Using Ads to Build Datasets
While ads are universally used to drive sales through conversions, we use them to build high quality datasets at scale. By splitting complex annotation workflows to simple micro-tasks, we can package them in gamified ad units such as playable ads and take advantage of the huge scale it offers us. Our ad units are built in HTML5 and can run on any device from smartphones through tablets and PCs. Based on the complexity and size of the images, we are able to target different devices to complete these tasks.
Validation of Production Models
While some companies are at the development stage, others are already using models in production. In order to ensure correctness of predictions and prevent model drift over time, we have designed a process to not only build datasets but also validate them. As a part of this process, we receive annotated datasets and by implementing a different set of micro-tasks, ask users to point out data issues that can be later used to understand the model’s limitations and weak points, thus helping data teams reduce costs by focusing their annotation and data selection efforts.
Fairness & Preventing Bias in AI
One of the major issues faced by AI developers is bias. The fact that models are trained by examples means that their predictions will be based only on a subjective point of view. While employing expert and consistent annotators can help models to converge faster, it also leads to unwanted bias especially when collecting judgments on opinionated or trending data. By using a multinational and diverse crowd, we reach consensus at a higher level of certainty and collect votes from people of different demographics and qualities.
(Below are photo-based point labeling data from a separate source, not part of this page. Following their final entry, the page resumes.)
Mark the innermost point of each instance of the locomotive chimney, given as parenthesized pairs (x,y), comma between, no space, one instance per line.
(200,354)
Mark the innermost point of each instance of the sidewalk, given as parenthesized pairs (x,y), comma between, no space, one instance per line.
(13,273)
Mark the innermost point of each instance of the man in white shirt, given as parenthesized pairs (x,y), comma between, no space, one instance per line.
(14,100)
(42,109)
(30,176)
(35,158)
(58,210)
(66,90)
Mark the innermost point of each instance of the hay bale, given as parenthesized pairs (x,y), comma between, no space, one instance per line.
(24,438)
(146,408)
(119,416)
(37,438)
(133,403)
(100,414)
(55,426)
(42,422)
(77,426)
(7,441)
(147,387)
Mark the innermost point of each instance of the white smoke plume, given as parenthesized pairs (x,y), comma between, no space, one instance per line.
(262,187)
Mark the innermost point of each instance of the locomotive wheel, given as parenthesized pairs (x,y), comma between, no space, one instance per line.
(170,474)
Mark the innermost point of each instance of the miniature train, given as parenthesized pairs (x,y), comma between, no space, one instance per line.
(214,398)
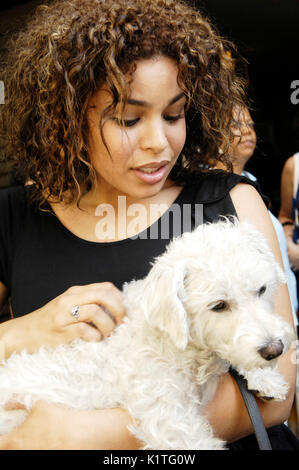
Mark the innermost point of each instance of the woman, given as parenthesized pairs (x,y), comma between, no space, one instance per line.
(118,104)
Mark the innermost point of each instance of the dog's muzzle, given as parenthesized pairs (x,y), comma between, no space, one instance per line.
(272,350)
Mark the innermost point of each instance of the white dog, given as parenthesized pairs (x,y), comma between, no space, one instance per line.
(206,304)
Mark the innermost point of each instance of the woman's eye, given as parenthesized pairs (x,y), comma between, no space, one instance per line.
(126,122)
(173,118)
(130,122)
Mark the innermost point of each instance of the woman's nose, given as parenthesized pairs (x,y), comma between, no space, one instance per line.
(154,137)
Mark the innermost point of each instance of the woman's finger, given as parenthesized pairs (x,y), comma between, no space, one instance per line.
(96,316)
(105,295)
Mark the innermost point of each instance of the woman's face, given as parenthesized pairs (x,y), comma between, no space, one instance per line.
(142,153)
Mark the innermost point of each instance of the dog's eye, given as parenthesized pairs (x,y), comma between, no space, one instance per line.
(261,291)
(220,307)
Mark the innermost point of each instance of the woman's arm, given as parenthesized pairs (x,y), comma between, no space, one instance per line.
(53,427)
(227,412)
(53,324)
(3,295)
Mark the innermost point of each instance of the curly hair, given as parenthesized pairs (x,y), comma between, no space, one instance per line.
(70,48)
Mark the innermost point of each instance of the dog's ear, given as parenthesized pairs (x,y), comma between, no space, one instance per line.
(162,300)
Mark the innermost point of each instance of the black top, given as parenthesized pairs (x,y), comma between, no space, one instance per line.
(40,258)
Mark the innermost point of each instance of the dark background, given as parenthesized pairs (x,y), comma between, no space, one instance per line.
(266,33)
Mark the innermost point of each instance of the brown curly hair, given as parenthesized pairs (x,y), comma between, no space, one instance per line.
(69,48)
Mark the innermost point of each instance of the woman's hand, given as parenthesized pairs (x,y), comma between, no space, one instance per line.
(293,254)
(101,309)
(53,427)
Disrupting Internet Economies
Tasq as an Alternative Currency
Streaming content providers such as Netflix and Spotify charge users for their services, however they are always bound to the banking system and credit card companies. Tasq offers an alternative payment method based on work done by annotators to unlock content from such services by using a smartphone regardless of the country they live in or whether or not they have a bank account or a credit card.
Tasq Redefines How Publishers Measure Lifetime Value (LTV)
The nature of ads is to drive traffic to other pages or apps and convert. A conversion is counted when a user has made a purchase, meaning that the chances for another conversion decreases significantly, requiring the publisher to drive new traffic in order to increase sales. As a result, user LTV decreases with the amount of ads they see.
Tasq Ad units work in the opposite way; the more ads users see, the more trained they become. As a result, conversion rates increase with time, bringing more value to the publisher while at the same time, reducing the cost of buying new traffic.